Personal information
- Born: October 14, 1985 (age 40)
- Listed height: 5 ft 9 in (1.75 m)
- Listed weight: 236 lb (107 kg)

Career information
- Position: Running back
- High school: Berwick (Columbia County, Pennsylvania)
- College: Army (2004–2007)
- NFL draft: 2008: undrafted

Career history

Playing
- Buffalo Bills (2008)*;
- * Offseason or practice squad member only

Coaching
- Army (2016–2021) Fullbacks coach; Army (2022–2025) Offensive line coach; Miami (FL) (2026–present) Tight ends coach;

Awards and highlights
- AFCA Assistant Coach of the Year (2019); Armed Forces Merit Award (2019);

= Mike Viti =

American football player (born 1998)

Michael Allan Viti, Jr. (born October 14, 1985) is an American football coach and former player. He is currently the tight ends coach for the Miami Hurricanes.
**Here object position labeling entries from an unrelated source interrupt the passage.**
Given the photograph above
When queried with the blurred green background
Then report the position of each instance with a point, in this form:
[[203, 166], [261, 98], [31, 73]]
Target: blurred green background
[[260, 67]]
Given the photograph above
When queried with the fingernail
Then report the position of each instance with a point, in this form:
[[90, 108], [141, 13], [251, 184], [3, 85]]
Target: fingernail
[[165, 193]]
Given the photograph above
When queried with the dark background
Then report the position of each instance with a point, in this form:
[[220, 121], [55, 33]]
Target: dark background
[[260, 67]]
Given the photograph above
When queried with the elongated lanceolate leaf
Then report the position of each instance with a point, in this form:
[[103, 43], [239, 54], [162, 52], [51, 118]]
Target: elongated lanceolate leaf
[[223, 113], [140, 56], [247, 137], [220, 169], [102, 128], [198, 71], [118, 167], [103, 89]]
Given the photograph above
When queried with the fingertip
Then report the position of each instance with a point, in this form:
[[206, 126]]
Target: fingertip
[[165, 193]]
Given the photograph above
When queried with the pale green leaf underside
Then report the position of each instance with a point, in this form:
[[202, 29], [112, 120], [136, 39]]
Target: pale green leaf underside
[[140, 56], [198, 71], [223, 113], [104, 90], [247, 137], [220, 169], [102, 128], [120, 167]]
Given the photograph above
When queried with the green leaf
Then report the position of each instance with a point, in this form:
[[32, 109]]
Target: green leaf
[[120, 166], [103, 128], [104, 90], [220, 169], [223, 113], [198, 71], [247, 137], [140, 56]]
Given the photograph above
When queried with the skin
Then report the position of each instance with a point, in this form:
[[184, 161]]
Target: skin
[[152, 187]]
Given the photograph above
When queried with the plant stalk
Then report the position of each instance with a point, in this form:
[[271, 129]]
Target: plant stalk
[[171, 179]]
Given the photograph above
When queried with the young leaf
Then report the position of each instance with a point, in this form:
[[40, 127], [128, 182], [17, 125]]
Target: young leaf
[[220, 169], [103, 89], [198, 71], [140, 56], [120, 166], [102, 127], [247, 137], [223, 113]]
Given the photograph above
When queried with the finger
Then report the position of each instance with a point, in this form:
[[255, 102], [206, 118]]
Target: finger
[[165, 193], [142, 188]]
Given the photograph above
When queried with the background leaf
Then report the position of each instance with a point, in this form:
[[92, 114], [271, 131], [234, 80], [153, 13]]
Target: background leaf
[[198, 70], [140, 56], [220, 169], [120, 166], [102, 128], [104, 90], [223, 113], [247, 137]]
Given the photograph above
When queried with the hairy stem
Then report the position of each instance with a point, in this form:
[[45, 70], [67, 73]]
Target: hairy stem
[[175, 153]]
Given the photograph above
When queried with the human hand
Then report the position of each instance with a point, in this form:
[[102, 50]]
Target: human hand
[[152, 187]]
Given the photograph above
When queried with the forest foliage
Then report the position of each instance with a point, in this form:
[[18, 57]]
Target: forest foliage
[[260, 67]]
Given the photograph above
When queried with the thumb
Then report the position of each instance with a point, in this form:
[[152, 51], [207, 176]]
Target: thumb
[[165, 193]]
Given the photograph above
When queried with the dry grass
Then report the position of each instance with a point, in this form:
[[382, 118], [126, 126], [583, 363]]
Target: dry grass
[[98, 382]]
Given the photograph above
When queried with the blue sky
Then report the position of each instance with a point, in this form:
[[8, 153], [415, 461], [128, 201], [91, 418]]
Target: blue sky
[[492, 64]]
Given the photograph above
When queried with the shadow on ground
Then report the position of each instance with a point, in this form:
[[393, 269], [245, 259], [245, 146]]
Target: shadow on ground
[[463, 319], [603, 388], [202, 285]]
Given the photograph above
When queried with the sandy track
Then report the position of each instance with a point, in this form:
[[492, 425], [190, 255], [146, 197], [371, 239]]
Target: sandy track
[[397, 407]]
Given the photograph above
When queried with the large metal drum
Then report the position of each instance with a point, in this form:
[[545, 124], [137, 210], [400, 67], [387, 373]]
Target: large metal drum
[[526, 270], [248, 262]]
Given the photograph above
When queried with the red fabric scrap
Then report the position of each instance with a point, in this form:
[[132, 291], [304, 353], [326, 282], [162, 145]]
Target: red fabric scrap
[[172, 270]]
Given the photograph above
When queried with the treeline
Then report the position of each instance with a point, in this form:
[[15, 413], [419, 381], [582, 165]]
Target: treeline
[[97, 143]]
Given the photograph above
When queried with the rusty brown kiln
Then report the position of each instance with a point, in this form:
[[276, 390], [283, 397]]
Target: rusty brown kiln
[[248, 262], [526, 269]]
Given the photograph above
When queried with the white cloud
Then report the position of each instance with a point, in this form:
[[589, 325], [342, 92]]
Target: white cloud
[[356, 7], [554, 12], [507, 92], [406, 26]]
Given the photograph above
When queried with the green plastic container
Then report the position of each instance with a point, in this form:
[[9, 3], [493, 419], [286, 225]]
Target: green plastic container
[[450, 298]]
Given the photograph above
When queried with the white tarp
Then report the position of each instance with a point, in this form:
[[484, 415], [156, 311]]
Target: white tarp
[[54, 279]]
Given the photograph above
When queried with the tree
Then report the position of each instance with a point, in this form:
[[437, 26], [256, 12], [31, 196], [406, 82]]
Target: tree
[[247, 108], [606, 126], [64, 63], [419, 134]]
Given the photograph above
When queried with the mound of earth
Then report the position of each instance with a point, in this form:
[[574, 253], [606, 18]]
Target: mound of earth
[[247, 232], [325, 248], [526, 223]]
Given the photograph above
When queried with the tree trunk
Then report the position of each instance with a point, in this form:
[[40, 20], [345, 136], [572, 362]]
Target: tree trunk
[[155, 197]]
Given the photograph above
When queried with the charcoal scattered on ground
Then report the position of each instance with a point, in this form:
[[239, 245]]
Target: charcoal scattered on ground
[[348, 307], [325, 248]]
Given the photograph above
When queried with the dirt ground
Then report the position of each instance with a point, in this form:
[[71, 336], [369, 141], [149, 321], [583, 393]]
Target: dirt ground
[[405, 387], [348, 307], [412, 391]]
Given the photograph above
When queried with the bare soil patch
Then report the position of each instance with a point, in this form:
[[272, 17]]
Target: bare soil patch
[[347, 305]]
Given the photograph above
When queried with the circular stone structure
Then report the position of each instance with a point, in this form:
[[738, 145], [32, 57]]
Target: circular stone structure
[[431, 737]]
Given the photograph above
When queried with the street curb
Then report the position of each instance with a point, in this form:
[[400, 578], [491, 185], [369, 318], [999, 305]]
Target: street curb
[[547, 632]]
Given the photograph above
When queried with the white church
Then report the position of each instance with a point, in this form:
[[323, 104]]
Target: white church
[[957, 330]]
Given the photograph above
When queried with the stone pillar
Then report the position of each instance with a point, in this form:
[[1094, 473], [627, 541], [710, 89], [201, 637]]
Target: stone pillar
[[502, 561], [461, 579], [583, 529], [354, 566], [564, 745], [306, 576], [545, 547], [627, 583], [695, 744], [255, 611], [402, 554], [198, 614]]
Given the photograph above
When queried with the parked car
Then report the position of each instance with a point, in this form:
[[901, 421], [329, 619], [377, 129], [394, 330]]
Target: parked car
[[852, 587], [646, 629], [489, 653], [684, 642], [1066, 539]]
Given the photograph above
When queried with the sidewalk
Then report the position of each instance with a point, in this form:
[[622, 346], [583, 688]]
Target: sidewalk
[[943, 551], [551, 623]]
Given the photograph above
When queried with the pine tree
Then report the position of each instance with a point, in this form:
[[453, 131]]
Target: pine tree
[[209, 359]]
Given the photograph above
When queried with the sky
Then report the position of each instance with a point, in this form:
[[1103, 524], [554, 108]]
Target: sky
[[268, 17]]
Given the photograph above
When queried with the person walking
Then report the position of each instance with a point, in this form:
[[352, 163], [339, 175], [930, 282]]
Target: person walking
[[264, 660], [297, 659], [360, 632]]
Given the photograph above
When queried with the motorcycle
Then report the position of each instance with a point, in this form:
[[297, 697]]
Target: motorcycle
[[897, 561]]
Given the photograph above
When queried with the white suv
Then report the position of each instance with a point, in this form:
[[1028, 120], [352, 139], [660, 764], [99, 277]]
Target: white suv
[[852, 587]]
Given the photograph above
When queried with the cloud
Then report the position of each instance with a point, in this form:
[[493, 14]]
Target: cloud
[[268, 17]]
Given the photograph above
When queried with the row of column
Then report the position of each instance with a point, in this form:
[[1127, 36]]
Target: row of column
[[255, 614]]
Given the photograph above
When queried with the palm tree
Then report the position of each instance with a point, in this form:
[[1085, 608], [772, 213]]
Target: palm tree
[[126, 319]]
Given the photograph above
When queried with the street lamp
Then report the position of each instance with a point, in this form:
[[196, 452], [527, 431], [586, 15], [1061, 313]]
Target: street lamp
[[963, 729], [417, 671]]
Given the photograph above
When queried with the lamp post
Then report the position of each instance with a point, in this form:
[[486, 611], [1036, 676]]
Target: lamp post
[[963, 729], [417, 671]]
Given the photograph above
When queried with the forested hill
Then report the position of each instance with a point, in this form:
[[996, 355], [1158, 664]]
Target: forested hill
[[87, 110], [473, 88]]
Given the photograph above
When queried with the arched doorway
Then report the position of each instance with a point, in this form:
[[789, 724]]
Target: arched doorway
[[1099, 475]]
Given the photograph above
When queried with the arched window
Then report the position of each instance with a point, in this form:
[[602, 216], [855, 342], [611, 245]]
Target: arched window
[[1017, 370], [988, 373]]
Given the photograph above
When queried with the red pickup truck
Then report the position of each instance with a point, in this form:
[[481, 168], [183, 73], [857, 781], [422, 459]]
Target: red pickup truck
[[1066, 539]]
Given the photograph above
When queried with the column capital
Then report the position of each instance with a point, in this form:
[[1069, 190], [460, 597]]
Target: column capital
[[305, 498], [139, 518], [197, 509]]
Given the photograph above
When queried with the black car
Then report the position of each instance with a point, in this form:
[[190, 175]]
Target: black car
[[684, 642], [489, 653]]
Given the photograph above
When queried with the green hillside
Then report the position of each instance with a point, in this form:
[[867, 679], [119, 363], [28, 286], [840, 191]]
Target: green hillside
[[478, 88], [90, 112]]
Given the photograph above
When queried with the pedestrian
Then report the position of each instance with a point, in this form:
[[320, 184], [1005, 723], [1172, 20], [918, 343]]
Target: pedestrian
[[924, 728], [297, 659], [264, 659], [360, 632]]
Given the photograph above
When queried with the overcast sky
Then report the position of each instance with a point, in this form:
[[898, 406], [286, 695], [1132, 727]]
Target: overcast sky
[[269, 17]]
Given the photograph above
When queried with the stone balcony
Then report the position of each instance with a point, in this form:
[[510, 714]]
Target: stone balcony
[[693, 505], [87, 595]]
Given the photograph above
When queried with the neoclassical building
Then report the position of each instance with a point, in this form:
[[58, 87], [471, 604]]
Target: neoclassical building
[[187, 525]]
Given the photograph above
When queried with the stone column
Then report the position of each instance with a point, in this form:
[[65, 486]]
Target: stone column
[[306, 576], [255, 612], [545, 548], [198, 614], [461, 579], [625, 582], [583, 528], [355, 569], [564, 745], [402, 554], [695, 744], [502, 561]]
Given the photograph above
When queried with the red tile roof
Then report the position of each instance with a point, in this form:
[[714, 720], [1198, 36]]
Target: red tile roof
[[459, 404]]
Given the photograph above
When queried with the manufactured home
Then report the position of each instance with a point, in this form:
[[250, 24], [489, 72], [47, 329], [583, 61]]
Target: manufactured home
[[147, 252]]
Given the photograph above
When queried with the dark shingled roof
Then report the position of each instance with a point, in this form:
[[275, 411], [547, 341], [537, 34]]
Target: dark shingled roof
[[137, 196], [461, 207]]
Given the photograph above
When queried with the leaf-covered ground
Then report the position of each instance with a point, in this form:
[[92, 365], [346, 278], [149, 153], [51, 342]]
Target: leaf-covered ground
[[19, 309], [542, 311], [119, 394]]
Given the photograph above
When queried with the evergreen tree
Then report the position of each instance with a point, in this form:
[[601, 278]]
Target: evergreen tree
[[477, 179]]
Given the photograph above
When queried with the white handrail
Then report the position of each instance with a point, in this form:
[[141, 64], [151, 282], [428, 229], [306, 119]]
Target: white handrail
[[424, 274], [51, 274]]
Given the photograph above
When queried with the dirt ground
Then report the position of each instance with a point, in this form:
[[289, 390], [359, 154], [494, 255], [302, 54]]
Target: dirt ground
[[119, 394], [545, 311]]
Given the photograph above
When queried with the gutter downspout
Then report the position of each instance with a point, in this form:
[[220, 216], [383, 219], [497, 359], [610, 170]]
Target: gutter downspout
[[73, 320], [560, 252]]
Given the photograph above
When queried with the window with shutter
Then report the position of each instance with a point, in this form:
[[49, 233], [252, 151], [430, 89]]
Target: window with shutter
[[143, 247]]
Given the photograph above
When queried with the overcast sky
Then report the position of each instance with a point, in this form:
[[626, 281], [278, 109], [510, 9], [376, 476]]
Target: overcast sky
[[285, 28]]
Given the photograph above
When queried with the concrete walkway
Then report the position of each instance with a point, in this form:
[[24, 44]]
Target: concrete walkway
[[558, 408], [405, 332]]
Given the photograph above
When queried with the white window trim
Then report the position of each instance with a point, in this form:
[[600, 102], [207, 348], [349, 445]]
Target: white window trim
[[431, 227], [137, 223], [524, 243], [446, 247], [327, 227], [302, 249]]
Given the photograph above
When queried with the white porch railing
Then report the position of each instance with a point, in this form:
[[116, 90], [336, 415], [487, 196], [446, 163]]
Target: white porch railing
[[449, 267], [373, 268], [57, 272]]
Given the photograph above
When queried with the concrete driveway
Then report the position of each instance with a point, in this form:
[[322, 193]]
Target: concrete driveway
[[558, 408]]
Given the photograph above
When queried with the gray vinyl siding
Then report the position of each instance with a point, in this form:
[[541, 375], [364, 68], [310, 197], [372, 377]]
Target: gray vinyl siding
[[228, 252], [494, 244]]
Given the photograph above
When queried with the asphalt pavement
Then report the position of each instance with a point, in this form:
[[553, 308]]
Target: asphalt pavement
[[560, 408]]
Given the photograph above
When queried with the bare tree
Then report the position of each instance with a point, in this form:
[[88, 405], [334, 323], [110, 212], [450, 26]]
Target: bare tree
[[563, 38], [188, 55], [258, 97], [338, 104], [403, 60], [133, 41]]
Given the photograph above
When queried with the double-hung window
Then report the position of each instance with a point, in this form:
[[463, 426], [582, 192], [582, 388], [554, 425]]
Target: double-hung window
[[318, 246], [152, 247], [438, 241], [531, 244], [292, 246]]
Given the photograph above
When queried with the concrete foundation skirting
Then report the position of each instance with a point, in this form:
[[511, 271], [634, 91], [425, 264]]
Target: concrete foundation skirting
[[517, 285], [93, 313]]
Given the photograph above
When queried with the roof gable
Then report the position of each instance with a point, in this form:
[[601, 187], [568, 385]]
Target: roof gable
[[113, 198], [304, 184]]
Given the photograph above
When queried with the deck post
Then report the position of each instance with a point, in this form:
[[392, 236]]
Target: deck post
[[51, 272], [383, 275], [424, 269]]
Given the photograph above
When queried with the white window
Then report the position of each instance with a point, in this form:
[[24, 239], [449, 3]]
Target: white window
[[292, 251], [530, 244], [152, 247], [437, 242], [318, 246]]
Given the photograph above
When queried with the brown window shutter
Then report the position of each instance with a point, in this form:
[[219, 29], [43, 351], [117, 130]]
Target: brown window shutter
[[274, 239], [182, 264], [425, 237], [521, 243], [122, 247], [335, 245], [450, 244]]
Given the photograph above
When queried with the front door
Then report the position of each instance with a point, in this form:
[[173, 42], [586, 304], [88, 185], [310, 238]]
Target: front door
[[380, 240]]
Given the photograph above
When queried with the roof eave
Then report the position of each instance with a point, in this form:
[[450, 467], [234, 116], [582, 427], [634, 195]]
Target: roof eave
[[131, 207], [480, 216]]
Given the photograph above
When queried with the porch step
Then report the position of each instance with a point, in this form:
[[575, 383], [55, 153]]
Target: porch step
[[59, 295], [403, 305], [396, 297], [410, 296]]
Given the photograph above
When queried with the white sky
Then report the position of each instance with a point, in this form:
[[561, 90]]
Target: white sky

He played college football for the Army Black Knights as a running back.

==Early life==
Michael Allan Viti, Jr. was born on October 14, 1985. He played high school football at Berwick Area Senior High School in Columbia County, Pennsylvania.

==College career==
Viti was a four-year letterman for the Army Black Knights from 2004 to 2007. He recorded career totals of 91 carries for	321 yards and three touchdowns, and 30 receptions for 198 yards.

==Professional career==
After going undrafted in the 2008 NFL draft, Viti signed with the Buffalo Bills on May 2, 2008. He was released on July 1, 2008. During the War in Afghanistan, he was a platoon leader in a combat zone.

==Coaching career==
Viti was the fullbacks coach for the Army Black Knights from 2016 to 2021, and the offensive line coach from 2022 to 2025. He was also the associate head coach in 2025.

In March 2026, Viti became the Miami Hurricanes' tight ends coach.